All of which has been OK'd by council. Specifically on water I'm allowed to do all the stormwater, but do need a Plumber for everything else.
Don't know if it's just our council or if it's a Qld thing??? 
Hopefully this will mean a builders quote of $375K to build will in fact be in the tune of $80K :Biggrin:   Fingers crossed for me:eek:

----------


## Pulse

Bunnings has a GMC drywall screwdriver for $49, could this be used for roofing as well? 
Cheers
Pulse

----------


## thebuildingsurv

Plumbing Industry Commission in vic hand out big fines for unregistered persons doing plumbing work (including owners), suggest you do it on the weekend.
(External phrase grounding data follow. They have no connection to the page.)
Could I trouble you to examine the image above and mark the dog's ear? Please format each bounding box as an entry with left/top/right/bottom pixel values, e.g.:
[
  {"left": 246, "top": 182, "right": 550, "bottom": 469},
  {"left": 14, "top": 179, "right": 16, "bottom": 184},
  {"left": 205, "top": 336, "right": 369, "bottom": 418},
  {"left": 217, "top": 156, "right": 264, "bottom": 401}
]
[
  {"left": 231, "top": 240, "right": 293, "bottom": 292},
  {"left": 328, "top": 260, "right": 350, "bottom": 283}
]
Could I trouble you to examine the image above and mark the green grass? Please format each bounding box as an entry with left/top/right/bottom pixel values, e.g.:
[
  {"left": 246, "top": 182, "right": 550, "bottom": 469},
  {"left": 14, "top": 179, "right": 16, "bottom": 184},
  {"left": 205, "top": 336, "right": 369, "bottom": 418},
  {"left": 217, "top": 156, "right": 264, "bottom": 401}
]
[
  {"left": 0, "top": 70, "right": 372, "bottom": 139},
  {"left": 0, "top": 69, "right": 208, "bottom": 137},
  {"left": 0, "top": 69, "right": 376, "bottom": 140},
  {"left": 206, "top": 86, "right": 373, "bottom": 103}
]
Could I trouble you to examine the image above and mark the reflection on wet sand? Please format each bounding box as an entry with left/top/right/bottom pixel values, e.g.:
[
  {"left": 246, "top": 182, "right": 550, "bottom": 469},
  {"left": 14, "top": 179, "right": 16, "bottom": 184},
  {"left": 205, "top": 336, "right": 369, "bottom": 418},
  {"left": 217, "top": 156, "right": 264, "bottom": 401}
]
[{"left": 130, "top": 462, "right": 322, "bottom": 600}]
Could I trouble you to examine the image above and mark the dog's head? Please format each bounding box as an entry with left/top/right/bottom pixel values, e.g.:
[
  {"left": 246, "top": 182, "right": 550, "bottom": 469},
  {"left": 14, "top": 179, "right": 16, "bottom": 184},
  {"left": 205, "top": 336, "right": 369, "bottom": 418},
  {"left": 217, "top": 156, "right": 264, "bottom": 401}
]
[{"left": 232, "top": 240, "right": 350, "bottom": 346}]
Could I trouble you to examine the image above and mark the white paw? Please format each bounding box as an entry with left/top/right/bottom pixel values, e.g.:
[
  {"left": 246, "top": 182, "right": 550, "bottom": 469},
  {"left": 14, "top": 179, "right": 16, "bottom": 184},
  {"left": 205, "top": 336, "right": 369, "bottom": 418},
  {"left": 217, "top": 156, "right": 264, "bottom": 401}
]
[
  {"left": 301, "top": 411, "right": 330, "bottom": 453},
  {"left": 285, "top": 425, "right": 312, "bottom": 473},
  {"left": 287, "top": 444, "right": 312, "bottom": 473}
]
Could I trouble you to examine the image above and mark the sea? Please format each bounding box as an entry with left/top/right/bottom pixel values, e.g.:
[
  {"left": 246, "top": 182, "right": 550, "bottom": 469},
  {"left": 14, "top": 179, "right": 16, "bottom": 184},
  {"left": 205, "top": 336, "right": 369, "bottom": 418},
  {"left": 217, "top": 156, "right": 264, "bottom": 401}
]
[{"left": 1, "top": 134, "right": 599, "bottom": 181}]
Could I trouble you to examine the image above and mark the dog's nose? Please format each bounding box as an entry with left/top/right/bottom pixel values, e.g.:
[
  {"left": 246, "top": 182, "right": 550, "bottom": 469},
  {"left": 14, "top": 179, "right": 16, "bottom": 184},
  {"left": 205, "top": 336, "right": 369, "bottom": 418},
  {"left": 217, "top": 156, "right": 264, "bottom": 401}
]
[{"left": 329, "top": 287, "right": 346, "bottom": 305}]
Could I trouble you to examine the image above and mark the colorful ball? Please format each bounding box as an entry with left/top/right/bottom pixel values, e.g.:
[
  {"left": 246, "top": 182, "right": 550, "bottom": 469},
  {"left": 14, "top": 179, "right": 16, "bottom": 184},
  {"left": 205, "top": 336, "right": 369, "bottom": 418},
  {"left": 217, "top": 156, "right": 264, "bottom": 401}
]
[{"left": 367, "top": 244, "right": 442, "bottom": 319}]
Often other plumbers will dob you in. Restump first or your gutters will not fall the way you want depending on how unlevel the house is.

----------


## Barry_White

> Bunnings has a GMC drywall screwdriver for $49, could this be used for roofing as well? 
> Cheers
> Pulse

  That would certainly do the job and its cheap enough to throw away after the job is finished.

----------


## Wood Butcher

Just one comment about the sisalation. When I re-roofed my old house (had a super 6 roof :Frown: ) I asked the plumber about sisalation and he siad it is not worth the money. Reckons that in time it degrades and falls away from the roof. His advice was not to wory about the sisalation, but install a whirly-bird and get some good quality insulation on top of the ceiling. 
To double check his theory I jumped up into my old boy's roof (installed in 93) that had sisalation and sure enough it was starting to fall away from the roof in places, effectively reducing its effectiveness.

----------


## Barry_White

> Just one comment about the sisalation. When I re-roofed my old house (had a super 6 roof) I asked the plumber about sisalation and he siad it is not worth the money. Reckons that in time it degrades and falls away from the roof. His advice was not to wory about the sisalation, but install a whirly-bird and get some good quality insulation on top of the ceiling. 
> To double check his theory I jumped up into my old boy's roof (installed in 93) that had sisalation and sure enough it was starting to fall away from the roof in places, effectively reducing its effectiveness.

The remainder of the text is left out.